Il I° gennaio 1910 uscì “La lotta di classe”, organo della Federazione Socialista Forlivese, fondato e diretto da Benito Mussolini. Vi proclamò un socialismo esplicitamente “blanquista” (da Auguste Blanqui, 1805-1881, esponente di spicco del socialismo utopistico), che doveva basare sul ferro la sua volontà di ascesa, da realizzarsi attraverso “l’insurrezione violenta, capitanata da una piccola minoranza”. Il socialismo per lui era “il più grande atto di negazione e di distruzione che la storia registri”. Confondendosi quasi con gli anarchici, Mussolini esaltava Bresci e Angiolillo.

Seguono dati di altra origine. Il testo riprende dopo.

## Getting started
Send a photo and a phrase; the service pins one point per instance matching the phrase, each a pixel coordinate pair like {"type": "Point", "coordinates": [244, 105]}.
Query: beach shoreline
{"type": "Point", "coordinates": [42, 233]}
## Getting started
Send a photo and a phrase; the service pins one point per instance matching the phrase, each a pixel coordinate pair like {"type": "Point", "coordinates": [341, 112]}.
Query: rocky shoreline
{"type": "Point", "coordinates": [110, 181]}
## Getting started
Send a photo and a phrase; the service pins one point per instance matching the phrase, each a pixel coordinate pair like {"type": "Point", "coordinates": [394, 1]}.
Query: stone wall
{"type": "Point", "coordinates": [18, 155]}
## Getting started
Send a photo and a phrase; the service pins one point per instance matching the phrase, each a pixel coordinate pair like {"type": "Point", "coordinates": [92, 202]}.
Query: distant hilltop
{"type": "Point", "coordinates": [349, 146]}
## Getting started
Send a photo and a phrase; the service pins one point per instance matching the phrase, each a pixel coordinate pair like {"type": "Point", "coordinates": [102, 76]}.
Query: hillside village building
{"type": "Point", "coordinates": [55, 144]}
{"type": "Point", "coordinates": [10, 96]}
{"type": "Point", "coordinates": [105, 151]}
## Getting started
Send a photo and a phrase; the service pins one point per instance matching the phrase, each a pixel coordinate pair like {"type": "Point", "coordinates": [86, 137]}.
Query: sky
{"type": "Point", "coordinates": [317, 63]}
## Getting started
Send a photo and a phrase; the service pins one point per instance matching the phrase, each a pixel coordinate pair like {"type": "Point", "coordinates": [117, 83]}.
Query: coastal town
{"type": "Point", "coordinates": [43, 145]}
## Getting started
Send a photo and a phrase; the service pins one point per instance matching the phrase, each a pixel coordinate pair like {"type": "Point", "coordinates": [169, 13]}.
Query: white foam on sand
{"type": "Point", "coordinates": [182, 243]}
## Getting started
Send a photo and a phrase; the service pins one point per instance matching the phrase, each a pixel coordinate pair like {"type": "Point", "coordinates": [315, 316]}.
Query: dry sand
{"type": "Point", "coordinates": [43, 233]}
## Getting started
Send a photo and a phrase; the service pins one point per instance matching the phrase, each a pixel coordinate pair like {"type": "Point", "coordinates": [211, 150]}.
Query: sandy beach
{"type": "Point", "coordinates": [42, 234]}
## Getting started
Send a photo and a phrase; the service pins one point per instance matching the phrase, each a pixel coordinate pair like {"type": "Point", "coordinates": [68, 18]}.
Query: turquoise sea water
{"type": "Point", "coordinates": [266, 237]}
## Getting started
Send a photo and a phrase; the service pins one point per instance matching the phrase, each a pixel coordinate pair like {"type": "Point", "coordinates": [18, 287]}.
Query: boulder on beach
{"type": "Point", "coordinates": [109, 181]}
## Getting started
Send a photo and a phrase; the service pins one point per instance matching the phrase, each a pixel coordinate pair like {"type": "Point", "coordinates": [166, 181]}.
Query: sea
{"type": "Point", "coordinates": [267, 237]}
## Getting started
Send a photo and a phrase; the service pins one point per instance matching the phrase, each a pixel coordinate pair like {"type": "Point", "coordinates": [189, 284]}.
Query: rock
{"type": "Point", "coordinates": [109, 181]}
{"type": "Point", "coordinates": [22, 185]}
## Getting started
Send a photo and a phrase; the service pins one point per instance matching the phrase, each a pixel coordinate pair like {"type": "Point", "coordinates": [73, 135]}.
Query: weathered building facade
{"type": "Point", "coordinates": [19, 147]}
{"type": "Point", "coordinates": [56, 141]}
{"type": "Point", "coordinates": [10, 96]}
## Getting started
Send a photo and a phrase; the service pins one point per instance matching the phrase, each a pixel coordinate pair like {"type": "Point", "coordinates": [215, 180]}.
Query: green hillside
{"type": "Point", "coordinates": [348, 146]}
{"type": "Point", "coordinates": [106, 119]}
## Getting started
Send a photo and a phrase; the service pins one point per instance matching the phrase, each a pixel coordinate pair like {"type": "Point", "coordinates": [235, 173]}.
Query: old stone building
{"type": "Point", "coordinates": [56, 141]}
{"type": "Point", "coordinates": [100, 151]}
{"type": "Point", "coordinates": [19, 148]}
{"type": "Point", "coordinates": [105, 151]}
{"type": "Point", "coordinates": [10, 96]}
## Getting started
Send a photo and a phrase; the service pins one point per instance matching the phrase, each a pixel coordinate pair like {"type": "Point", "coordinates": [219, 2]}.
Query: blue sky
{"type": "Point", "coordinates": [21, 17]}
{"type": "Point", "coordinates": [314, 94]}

Nelle divisioni interne del Partito, egli stette con gli intransigenti contro i riformisti; ma, in realtà, scavalcò anche i primi e si accostò, piuttosto, ai sindacalisti patrocinando, come il suo maestro Sorel, lo sciopero generale rivoluzionario e accettando l’antimilitarismo. Fu anche contro la massoneria, di cui largamente permeati erano allora i quadri socialisti. Ne fece, infatti, dichiarare l’incompatibilità con la Federazione Socialista Forlivese. Il suo stile secco, e insieme imperioso, esprimeva una determinata volontà di comando.